We live in a Whiggish age, and on the Left side of the cultural spectrum there is always the demand for the eternal revolution to march forward and transform our society. Three years ago The New Republic published America’s Next Great Civil Rights Struggle, about transgender individuals. In some ways this makes logical sense, as arguably transgender individuals are the next step beyond equal rights for people of homosexual orientation. I have argued before that scope of “social justice” in terms of personal liberation is becoming narrower, and narrower. Expanding the possibilities for women affected half the population. Expanding the possibilities for African Americans affected 10 percent of the population. Expanding the possibilities for gays and lesbians affected somewhere around 5 percent of the population, being generous with the numbers. Transgender individuals are an even smaller proportion of the population, and yet a great deal of cultural energy is now going into addressing their concerns. Some of them, such as basic safety and protection from violence, are common sense matters of human decency which I believe most people can support wholeheartedly. But other aspects of acknowledging the transgender experience require a re-evaluation of basic elements of language and social expectation. Not only will many Americans resist, I believe it is a quixotic enterprise, because though a small proportion of individuals express disjunction between their sex and gender, the vast majority do not. Many social norms did not emerge to impose a binary of sexuality, but reflect it.
To illustrate the problems, an NPR piece The End Of Gender?

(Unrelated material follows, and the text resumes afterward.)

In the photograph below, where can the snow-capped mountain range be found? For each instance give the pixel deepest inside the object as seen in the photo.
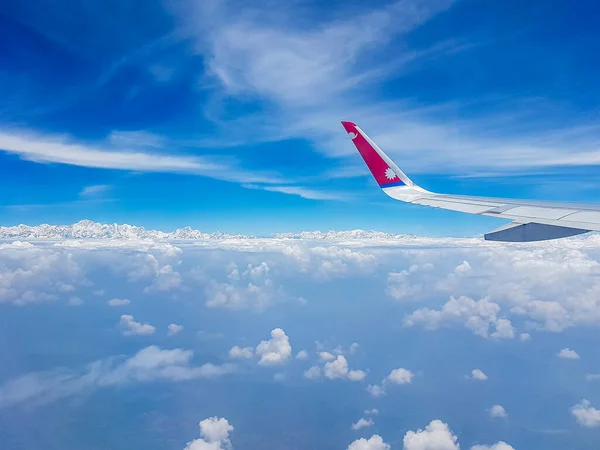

To chronicle her adventures in gender-neutral parenting, Arwyn Daemyir writes a blog called Raising My Boychick. She describes herself as “a walking contradiction: knitting feminist fulltime parent, Wiccan science-minded woowoo massage therapist, queer-identified male-partnered monogamist, body-loving healthy-eating fat chick, unmedicated mostly-stable bipolar.”
She describes her boychick, born in March 2007, as a “male-assigned at birth — and so far apparently comfortable with that assignment, white, currently able-bodied, congenitally hypothyroid, cosleeper, former breastfed toddler, elimination communication graduate, sling baby and early walker, trial and terror, cliched light of our life, and impetus for the blog. Odds are good he will be the most privileged of persons: a middle class, able bodied, cisgender, straight, white male.”
The adjective cisgender — as opposed to transgender — describes someone who is at peace with the gender he or she was assigned at birth.
Daemyir lives in Portland, Ore. She and her straight male partner are expecting another baby in September.
For Daemyir, gender-neutral parenting is not an attempt to eliminate gender, “because the 70s’-era gender neutral parenting movement proved that’s not possible.”
The last is important. The late 1960s to early 1980s witnessed a great deal of experimentation in the counter-culture movements. In some ways the bounds of sexuality were more expansive than today, witness the sexual abuse at Horace Mann, which many admit were less shocking during that period when people were experimenting with the bounds of sexual behavior. Or, the support for pedophilia in some mainstream circles (see the arc of the expulsion of NAMBLA from association with mainstream gay rights organizations). We have plenty of empirical evidence of what doesn’t, and does, work (there was a similar period of experimentation in the early 19th century in Upstate New York, out of which came the Mormons).
Pieces which espouse the end of gender reflect a cultural mood in certain sectors, no more. The reality is that there are strong biological parameters to human cultural expression. There are differing levels of sexual egalitarianism across societies, but some sexual differentiation is obligate by dint of our biology, which expresses in concrete physical terms (pregnancy) as well as behavioral tendencies. Culture can both increase and dampen these differences, but they can not abolish them. A small number of individual are transgender in a straightforward sense. But the vast majority of humans don’t benefit from lack of acknowledgement of their biological realities. Or least the tendency to pretend as if the dominant modes of expression are just one among equal modes.
A genuinely radical take on the idea of gender and sex would be to attack the biology directly: the Tiresias option, where individuals can choose their sex facultatively over their lifetime. That is, one could “experiment” with living a life as the opposite sex, and then also have the option of “changing back.” This model does not negate biology, but embraces it. And, I think it would be a much more genuine challenge to the two sex binary which is universal in human societies.* But I see few radicals talking about this realistically.
* I am aware of “third sexes/genders” in many cultures, but these are marginal to the two primaries.